Although Balkan tradition is rooted in ancient Greek religion, I have not yet uncovered a Greek-equivalent to Samhain. Knowing that Ancient Greek religion actually received its roots from Neolithic Goddess Spirituality of Crete, I feel aligned in honouring the Wheel of the Year in my own practice. Additionally, thanks to ancestry, I know that I have a small percentage of Irish blood, which compels me to follow ancient Celtic traditions.
Here are some of my favourite ways to honour the magic & power of Samhain:
Creating an ancestor altar*
As someone who never felt quite ‘Canadian enough” or “Yugoslavian enough’, this has become an important part of my spiritual practice - honouring and connecting to my ancestors and my roots.
This is particularly the case since the only grandma I really knew passed away last year. In a recent session I had with friend and powerful intuitive, Kim Banfield, a strong message came through from my Baka (grandma) - that I need to connect with my ancestors.

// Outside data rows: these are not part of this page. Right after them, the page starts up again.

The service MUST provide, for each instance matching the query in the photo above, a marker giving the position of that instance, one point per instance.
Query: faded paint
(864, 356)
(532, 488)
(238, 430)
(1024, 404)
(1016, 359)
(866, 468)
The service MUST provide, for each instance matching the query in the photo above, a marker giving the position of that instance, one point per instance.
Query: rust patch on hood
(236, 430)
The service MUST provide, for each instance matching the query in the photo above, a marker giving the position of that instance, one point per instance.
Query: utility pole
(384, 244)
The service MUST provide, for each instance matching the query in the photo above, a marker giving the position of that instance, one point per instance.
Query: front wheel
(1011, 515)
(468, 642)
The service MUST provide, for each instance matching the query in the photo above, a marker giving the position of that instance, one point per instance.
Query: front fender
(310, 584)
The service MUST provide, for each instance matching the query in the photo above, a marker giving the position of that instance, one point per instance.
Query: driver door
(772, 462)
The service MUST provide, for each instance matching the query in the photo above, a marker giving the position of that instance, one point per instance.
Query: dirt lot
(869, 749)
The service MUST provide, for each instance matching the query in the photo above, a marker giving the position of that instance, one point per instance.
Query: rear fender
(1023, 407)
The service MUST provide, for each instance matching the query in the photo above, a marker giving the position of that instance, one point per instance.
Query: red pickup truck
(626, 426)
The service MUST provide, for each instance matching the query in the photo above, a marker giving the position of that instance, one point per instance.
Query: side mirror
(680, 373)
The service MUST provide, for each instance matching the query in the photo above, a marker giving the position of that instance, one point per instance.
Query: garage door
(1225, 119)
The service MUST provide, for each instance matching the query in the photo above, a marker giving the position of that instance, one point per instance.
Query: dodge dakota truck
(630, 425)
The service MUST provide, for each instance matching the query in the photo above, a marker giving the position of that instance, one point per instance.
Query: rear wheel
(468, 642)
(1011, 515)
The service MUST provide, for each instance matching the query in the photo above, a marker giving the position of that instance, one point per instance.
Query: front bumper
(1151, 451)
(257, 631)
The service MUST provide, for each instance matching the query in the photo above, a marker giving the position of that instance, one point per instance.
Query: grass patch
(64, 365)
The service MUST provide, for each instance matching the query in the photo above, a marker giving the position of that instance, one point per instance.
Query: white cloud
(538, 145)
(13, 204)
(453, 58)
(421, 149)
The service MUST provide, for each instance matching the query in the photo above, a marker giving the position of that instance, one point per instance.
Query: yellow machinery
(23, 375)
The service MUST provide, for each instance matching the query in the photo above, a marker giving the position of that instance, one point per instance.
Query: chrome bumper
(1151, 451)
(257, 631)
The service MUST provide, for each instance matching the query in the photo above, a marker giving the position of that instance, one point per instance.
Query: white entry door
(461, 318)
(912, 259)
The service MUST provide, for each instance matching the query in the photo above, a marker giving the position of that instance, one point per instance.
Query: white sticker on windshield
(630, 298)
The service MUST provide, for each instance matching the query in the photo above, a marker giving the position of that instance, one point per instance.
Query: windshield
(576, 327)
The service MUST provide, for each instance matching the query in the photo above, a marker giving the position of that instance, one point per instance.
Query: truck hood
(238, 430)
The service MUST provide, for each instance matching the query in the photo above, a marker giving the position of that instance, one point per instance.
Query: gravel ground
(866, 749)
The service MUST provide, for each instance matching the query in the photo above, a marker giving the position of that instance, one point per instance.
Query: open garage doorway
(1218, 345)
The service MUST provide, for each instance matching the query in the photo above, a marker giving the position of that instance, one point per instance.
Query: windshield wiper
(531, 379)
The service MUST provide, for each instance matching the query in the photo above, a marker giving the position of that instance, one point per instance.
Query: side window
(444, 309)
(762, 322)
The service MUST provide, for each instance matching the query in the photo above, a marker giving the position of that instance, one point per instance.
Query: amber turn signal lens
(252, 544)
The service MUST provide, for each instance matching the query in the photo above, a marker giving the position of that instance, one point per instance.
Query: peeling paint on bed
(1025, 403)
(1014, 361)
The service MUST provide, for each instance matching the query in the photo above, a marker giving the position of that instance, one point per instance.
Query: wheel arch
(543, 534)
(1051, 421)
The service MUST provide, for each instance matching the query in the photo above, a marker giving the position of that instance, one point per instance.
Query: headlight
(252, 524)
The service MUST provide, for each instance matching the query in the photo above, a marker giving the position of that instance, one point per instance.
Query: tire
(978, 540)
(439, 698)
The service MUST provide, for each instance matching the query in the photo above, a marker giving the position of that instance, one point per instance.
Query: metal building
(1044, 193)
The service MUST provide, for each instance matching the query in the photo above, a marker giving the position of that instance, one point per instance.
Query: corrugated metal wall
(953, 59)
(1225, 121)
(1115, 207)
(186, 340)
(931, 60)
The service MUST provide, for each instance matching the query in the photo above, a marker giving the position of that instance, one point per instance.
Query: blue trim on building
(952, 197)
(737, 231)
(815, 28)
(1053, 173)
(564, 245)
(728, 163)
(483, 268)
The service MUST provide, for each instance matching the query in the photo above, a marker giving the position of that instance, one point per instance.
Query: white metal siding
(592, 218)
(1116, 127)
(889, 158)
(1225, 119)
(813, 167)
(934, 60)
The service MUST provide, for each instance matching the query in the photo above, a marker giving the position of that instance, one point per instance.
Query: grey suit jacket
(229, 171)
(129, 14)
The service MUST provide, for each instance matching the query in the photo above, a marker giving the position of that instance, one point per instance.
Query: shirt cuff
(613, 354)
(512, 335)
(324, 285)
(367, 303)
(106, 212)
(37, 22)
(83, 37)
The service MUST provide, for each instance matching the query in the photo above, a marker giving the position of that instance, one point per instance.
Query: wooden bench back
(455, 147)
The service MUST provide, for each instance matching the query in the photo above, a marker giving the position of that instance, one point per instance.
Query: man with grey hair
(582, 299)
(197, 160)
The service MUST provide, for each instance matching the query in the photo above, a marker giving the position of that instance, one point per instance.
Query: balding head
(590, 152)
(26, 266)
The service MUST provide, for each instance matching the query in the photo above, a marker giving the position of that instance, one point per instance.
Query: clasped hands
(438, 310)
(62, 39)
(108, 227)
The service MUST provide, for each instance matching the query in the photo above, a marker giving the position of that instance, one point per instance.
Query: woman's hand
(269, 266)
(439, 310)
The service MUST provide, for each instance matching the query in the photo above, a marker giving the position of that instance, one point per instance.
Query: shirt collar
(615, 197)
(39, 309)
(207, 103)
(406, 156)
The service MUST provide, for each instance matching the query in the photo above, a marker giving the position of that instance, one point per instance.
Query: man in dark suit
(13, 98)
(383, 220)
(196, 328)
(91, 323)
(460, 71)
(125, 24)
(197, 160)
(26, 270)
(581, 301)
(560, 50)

Since then, I have made a conscious effort to call on my ancestors and my Baka when connecting to spirit.
You can do the same by:
Inviting in only ancestors that walk in peace during your rituals.
Placing family heirlooms or sentimental items on your altar.
Placing photos of passed loved ones on your altar.
Offering seasonal food, wine and pomegranate on your altar.
Offering coins for Mercury - the messenger between realms.
*Grab my FREE Altar Guide to help you create your sacred space.
Working with, crafting with or offering herbs to work with Samhain energy:
Rosemary for ancestral remembrance & protection.
Willow to face your shadows and accept the death & rebirth cycles of life.
Mugwort to connect with your subconscious & psychic powers through dreams.
Yew (do not ingest, as it is toxic) for working with ancestors.
Having a ‘dumb supper’:
This is an ancient Celtic tradition where food and cakes would be offered to the dead. Often, windows would be left open (weather permitting) to allow them to enter and feast. Today’s version may entail leaving an empty spot at your dinner table, and filling the plate with food, which you can then offer to the earth after.
Journal on your biggest fears.
What feels like it is too scary to face? And how can you gather the courage to do so?